В тот день линия обороны была прорвана сразу в нескольких местах. Остатки ударных отрядов искали новые позиции или банально разбегались, в то время как миганы брали под контроль подземные коммуникации города и системы жизнеобеспечения.

Попытки возобновить организованное сопротивление на новых позициях не увенчались успехом. Не получилось и «боя за каждый дом». Отчасти этому помешал боевой дух ополченцев, подорванный большими потерями, отчасти — действия диверсионных групп чужих. Диверсанты безошибочно находили городские сооружения, превращенные в огневые позиции, и с тыла наносили по ним удары. Именно под такими ударами пали Рик Ястреб и сержант Цзюба.

Сообщения, получаемые по информационным сетям, а также по встроенным в защитные костюмы средствам связи, тоже не внушали оптимизма. В других городах Нэфуса положение было ничуть не лучше, а то и хуже, чем у нас. А потом прекратились даже эти сообщения. В эфире и информационных сетях воцарились тишина и пустота.

Тем временем, следом за потрепанной, но, в основном, выполнившей свою задачу, второй волной наступления последовала третья волна. На улицах города все чаще можно было увидеть технику миганов, выглядевшую странно, непривычно, но в целом, узнаваемо. А еще — трупы людей и не только (не столько) вооруженных. Чужие всерьез вознамерились не только захватить эту планету, но и вычистить ее от прежних хозяев. И для этой цели задействовали огромные силы.

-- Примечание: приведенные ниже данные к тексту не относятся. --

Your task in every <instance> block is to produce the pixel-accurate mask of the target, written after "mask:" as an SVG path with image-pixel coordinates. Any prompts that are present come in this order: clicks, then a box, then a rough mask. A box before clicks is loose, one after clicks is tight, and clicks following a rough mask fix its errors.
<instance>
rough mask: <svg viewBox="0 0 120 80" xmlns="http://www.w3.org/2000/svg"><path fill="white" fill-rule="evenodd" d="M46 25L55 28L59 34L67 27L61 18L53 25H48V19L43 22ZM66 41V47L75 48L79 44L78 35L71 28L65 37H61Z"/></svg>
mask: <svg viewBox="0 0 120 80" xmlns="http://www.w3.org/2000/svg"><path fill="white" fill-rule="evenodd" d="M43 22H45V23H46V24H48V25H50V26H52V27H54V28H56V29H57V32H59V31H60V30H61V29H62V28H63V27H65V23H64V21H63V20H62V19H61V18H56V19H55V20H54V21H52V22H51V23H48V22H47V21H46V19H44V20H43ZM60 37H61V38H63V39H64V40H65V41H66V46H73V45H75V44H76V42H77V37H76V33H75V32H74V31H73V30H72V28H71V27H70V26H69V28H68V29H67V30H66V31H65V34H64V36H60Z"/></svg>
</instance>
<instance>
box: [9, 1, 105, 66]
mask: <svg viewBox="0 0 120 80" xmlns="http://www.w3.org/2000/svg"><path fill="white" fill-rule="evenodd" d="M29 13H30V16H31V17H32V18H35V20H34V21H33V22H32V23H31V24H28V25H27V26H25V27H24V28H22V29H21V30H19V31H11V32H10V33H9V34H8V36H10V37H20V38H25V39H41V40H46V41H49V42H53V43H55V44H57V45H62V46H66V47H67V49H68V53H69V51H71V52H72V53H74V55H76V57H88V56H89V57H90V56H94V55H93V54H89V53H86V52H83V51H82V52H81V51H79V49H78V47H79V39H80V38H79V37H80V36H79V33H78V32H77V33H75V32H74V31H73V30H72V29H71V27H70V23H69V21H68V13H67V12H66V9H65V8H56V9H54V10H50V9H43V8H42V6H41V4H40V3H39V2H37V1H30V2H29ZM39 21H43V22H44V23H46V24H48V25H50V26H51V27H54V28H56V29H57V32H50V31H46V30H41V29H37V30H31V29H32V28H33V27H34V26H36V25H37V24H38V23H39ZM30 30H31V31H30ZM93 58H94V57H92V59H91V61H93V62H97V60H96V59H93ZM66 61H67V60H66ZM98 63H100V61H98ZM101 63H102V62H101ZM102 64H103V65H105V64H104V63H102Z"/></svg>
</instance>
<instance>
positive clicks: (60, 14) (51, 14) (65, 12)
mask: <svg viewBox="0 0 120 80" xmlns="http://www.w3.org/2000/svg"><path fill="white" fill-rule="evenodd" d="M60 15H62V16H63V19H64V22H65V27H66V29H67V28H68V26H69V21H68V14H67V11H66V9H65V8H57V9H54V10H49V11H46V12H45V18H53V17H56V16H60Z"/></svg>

Сопротивление, вернее, то, что от него осталось, мучительно агонизировало, отбросив остатки своей организованности. Теперь каждый человек был сам за себя и не имел никакой другой задачи, кроме как всеми силами пытаться оттянуть неизбежное.

От нашего отделения к тому времени осталось три человека. Первыми двумя, по иронии судьбы, были я и Кристина Мбанга — практически, кровные враги. А третьим, как ни странно, оказался астрофизик Радован Штилье. Несмотря на свой почтенный возраст, он не только умудрился уцелеть сам, но и указать нам свет в конце туннеля. Подать надежду в тот момент, когда, казалось, надеяться было уже не на что.

Произошло это к концу первой недели войны. Точнее сказать не могу, ибо среди царящей на Нэфусе темени я потерял счет суткам. Информационные системы уже не работали, так что уточнить дату и время было негде.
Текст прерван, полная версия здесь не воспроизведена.